Homens explorados na agricultura são as principais vítimas de tráfico humano em Portugal
Homens adultos estrangeiros, explorados no setor agrícola, são as principais vítimas de tráfico de seres humanos em Portugal. Esta é uma das conclusões do relatório do Grupo de Peritos do Conselho da Europa sobre a Ação contra o Tráfico de Seres Humanos (GRETA), divulgado esta quinta-feira, 4 de junho.
O relatório recomenda o reforço das inspeções laborais, uma melhor formação dos inspetores e uma investigação mais eficaz das empresas envolvidas neste setor. Entre 2021 e 2024, foram registadas 690 vítimas presumidas e 250 vítimas foram formalmente identificadas.
Embora constituam uma minoria, há também portugueses entre as vítimas, num total de 22. Segundo o estudo, trata-se de pessoas provenientes de contextos socioeconómicos desfavorecidos ou com problemas de saúde mental, fatores que podem aumentar a sua vulnerabilidade à exploração. Foram igualmente identificadas vulnerabilidades associadas à exploração sexual.

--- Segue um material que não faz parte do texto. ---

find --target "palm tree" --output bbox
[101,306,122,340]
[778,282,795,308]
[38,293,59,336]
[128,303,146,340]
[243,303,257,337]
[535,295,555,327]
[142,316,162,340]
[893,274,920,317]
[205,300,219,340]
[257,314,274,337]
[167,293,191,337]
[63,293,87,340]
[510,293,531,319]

Portugal continua a ser sobretudo um país de destino de vítimas de tráfico, mas também de origem e de trânsito. No que diz respeito às crianças, são referidos 39 casos. Existe especial preocupação com situações de tráfico envolvendo rapazes migrantes ligados ao desporto, bem como com os casamentos infantis, precoces e forçados.
Para combater estes fenómenos, o GRETA recomenda a integração do tema do tráfico de seres humanos na formação de professores e o reforço da prevenção no setor desportivo. Outra recomendação passa pelo aumento da sensibilização para os riscos dos casamentos infantis.
Os especialistas consideram que continuam a existir insuficiências na capacidade de combate a estes crimes. Portugal é instado a adotar medidas como a realização sistemática de avaliações de vulnerabilidade, a inclusão de indicadores de tráfico de seres humanos nesses processos e o reforço da formação dos profissionais dos centros de acolhimento, bem como das forças de segurança e da Agência para a Integração, Migrações e Asilo (AIMA).
Apesar de reconhecer alguns dos progressos alcançados pelo país, o relatório critica o excesso de burocracia na identificação das vítimas, o reduzido número de autorizações de residência concedidas a estas pessoas e também o baixo número de vítimas que recebem indemnização. Na semana passada, o Conselho de Ministros aprovou medidas nesta área, entre as quais a criação da figura do coordenador nacional para o combate ao tráfico de seres humanos.